In Orkney social workers took 15 children of the “W” family off the island and into care; nine children from four other families were later removed from their homes. Tests were done, statements taken. The picture emerged of a cult operating on South Ronaldsay that held ceremonies in an abandoned quarry. These allegations got out and became grist to the panicky rumour mill, catalysing with the unsettling tales of adults throughout the land who, on the couch, realised that the parents they had thought of as loving had in fact subjected them to grotesque abuse when they were small.
The idea that we might be the repositories of buried traumatic memories is integral to psychoanalysis – so the SRA panic had a ready-made audience in people primed to accept notions of repression and catharsis. For a while, we all were wandering around wondering whether our own histories of abuse were about to bob up from the murky depths of our psyches; it became quite common to have conversations of the form: “I think I might’ve been abused as a child . . .” as a background explanation for whichever current neurotic behaviour was plaguing us.

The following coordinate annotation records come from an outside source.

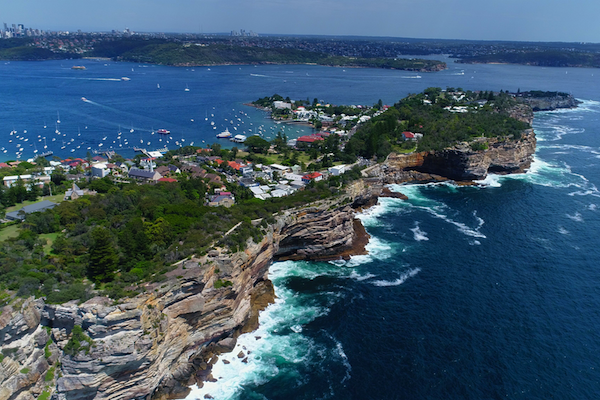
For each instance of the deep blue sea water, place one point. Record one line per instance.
(467, 293)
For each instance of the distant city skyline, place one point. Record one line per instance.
(533, 20)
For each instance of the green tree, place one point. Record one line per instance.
(103, 257)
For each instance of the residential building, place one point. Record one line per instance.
(36, 207)
(313, 176)
(144, 175)
(75, 192)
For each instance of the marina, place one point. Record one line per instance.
(90, 113)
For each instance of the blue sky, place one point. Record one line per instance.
(528, 20)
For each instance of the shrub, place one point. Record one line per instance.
(219, 283)
(77, 342)
(49, 375)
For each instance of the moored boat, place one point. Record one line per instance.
(224, 134)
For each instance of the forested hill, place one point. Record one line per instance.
(545, 58)
(22, 50)
(190, 54)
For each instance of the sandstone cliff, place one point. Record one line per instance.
(550, 103)
(158, 343)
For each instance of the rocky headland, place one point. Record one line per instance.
(158, 343)
(155, 345)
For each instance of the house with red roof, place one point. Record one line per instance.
(408, 136)
(309, 139)
(171, 180)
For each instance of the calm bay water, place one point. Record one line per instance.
(467, 293)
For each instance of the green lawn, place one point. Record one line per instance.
(8, 232)
(57, 198)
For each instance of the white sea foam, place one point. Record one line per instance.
(418, 234)
(403, 277)
(491, 180)
(278, 342)
(358, 277)
(575, 217)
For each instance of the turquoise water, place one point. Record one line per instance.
(467, 293)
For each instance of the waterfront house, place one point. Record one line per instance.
(144, 175)
(36, 207)
(221, 199)
(408, 136)
(75, 192)
(313, 176)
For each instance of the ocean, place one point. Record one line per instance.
(482, 292)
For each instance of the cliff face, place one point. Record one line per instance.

The bromides that calmed the whole frenzy down were, when they came, quite prosaic: the reflex anal dilatation test was discredited (most anuses dilate when a speculum is pressed against them); both professionals and abuse victims came forward to nix the idea that such memories were repressed – they recalled every element of their suffering; and in the particular case of Orkney, it was pointed out that certain critical elements of the children’s testimony were impossibilities. South Ronaldsay is a notably exposed island; there really isn’t anywhere you could hold a Walpurgisnacht-style gig without it being noticeable from everywhere else.

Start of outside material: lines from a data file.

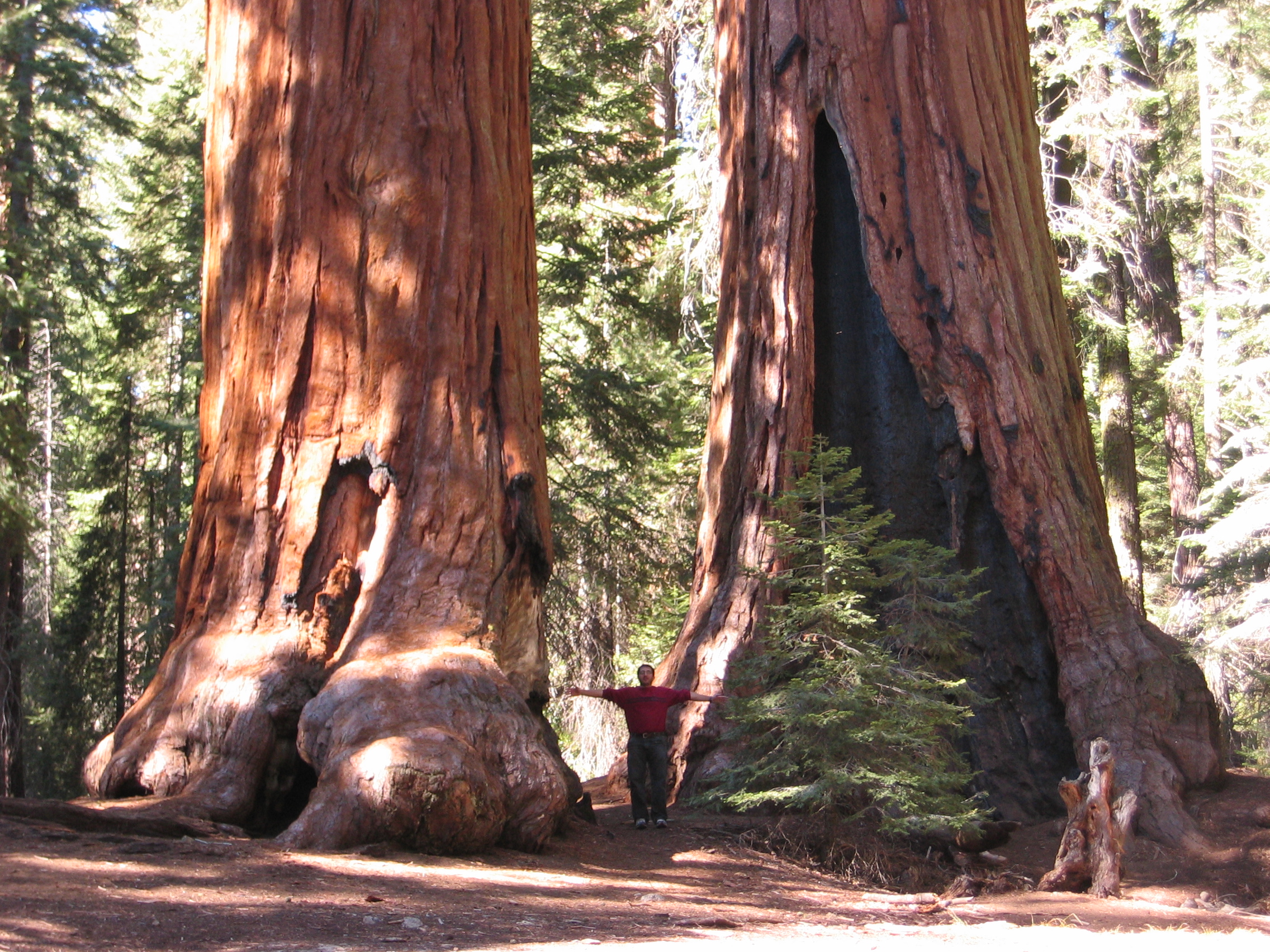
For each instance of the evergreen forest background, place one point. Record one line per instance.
(1156, 142)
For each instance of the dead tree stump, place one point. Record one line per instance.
(1099, 824)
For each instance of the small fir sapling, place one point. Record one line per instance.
(846, 702)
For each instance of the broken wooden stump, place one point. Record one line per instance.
(1099, 824)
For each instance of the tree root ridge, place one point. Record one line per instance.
(432, 749)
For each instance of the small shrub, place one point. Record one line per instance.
(845, 705)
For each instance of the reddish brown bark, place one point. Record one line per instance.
(932, 106)
(369, 542)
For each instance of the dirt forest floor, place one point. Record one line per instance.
(609, 885)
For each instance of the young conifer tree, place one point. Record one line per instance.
(850, 705)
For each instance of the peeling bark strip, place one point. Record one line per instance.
(370, 539)
(1099, 825)
(932, 107)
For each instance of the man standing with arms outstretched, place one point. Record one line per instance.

A local woman told me that some of the children of the “W” family had indeed been abused physically. But any satanic components of most stories by victims of child abuse in general are very obviously confabulated from horror movies they’ve seen. This tallies with something that the person at the NSPCC responsible for investigating child sex abuse tells me: it is, he says, far more widespread than we fear, but the ritual component is always vanishingly small.
So, with the curse of hindsight, it is now possible to view the whole SRA panic as part of the first tentative steps society was taking towards acknowledgement of two distinct but not unrelated phenomena: widespread sexual abuse being perpetrated on children both in institutional settings and in the home by allegedly responsible adults; and a burgeoning culture of febrile emotional lability, stimulated by cod-psychotherapy and hyperreal depictions of sex and violence in film.
In a world in which the old verities are ever crumbling before our eyes, it’s nice to be able to validate an old adage: there is indeed no smoke without fire.